I finished reading The Recognitions a few days before. It couldn’t but bring to mind persistent thoughts from my mid-aughts: (don’t) pity the artist who wishes to speak with new voice in this vast, decades-old organism of global cultural exchange—its audacious optimism, its shipwreck of meaning across countless shores—that artist was born decades late.
Postmodernism, as it was once quasi-commonly called. Not that (fairweatherly) fashionable, frequently-Francophonic facet of it fashionably denigrated in the conservative press, nor the ghoulish neoliberalism and/or late capitalism dogging many on the left. Rather [I reverently write]: the righteously quixotic embrace of everything—the utopia and vertigo of information, of exuberant semiotic superabundance, insatiable maw of manic (panoptic) panoply, sublimely fanciful farce.
Decadent indeed, but damn gorgeous. (Strange that it’s spiritual twin, and aesthetic opposite, could be Warhol’s Screen Tests (among other early films).) The recent update appears to be: augmented profligacies/protheses of truth, buffering blindly, dined-on by digital cancers, waiting for age-old enchanted relief.
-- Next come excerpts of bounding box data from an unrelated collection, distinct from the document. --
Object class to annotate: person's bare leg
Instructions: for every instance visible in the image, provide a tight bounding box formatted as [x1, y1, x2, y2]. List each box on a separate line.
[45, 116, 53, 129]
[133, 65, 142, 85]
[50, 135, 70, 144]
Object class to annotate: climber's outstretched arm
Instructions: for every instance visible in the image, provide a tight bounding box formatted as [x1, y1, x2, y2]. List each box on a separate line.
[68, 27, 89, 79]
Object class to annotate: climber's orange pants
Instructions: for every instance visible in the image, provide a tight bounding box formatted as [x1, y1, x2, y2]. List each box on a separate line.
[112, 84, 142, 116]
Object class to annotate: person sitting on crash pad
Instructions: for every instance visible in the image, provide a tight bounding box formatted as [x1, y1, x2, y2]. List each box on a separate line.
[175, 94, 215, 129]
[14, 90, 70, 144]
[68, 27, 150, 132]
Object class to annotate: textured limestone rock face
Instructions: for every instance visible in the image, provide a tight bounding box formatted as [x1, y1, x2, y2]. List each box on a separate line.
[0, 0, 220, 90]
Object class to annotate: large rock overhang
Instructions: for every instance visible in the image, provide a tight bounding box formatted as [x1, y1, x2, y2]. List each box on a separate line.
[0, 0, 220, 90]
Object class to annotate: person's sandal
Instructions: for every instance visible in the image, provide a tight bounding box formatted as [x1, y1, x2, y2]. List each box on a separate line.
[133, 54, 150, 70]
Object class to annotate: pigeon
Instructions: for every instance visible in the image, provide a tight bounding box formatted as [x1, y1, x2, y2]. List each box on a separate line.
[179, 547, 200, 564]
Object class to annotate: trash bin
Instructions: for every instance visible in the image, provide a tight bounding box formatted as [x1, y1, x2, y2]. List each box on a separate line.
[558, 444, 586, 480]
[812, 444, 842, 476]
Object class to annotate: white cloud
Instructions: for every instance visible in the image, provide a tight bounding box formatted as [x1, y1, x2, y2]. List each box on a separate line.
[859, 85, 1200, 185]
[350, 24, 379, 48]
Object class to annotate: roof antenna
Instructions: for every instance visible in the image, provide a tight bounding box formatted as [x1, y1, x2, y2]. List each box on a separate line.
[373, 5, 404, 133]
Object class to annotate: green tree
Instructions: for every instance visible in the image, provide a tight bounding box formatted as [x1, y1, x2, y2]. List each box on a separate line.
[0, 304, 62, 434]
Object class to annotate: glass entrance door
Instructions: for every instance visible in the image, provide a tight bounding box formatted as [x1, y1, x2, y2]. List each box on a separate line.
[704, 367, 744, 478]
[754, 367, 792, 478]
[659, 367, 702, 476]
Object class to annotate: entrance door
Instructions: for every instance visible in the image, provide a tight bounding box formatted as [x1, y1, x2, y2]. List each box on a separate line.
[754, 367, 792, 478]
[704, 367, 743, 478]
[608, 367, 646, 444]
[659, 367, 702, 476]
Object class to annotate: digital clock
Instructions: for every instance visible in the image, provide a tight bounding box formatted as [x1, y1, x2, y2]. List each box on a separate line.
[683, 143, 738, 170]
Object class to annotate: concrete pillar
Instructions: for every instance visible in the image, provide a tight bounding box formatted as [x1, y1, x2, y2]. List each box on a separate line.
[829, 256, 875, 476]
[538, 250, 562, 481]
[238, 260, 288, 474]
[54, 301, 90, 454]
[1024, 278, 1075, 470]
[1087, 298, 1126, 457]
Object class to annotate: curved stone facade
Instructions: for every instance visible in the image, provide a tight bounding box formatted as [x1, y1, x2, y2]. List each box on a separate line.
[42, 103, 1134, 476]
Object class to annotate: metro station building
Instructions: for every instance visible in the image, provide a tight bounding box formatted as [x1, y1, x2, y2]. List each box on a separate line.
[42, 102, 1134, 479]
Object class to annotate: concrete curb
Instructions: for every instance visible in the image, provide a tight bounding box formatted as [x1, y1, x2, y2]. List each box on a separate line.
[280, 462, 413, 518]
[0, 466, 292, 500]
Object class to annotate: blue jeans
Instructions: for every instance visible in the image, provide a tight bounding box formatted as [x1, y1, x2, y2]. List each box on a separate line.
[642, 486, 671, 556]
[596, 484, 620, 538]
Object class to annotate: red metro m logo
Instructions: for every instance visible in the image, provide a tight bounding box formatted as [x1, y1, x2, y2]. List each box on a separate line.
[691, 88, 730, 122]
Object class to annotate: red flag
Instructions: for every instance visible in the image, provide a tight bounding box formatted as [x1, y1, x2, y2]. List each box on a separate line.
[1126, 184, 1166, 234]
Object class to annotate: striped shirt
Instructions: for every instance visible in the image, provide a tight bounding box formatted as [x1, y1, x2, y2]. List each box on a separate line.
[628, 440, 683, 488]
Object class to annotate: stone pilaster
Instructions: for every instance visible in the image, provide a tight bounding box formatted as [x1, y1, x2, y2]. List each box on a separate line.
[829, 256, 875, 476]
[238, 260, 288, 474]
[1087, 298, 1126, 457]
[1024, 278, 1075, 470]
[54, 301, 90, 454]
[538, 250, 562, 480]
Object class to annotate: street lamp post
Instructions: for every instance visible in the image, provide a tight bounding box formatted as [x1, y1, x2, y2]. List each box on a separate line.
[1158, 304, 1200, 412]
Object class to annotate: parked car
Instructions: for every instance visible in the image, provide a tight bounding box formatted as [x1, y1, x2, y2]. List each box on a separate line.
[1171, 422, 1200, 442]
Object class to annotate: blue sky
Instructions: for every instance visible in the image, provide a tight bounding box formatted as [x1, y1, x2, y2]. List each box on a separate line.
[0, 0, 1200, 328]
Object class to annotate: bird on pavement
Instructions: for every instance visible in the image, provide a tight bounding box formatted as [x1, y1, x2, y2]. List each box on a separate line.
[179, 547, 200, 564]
And how can I fail to mention the travesties of Instagram and Twitter (with endless content they lack form?)?
Though there’s a compulsory madness/stupidity to embracing "all," there's nothing particularly Postmodern [nor Modern] about that all-too-human (always-already-artificially-intelligent) habit. A supragenerational reeling.
In any case, I didn't intend to write this [no shortage of people writing about similar things of late]. But perhaps it will highlight and color both this exhibition and some of my prior arting. Though in no way trying to embrace an "all" in this exhibition, the works herein are (mostly) new documents of word and image. They speak as (partial) me: one who finds extraordinary comfort in the parade of cinema[tics] and literature that flowed over the course of the latter half of the last century, and is still bleeding into the present one. Word and image, word and image, and image and word, and image and word and image (and word).
Enough is never enough. But aesthetic transport, not to mention sheer amusement, is rousing compensation.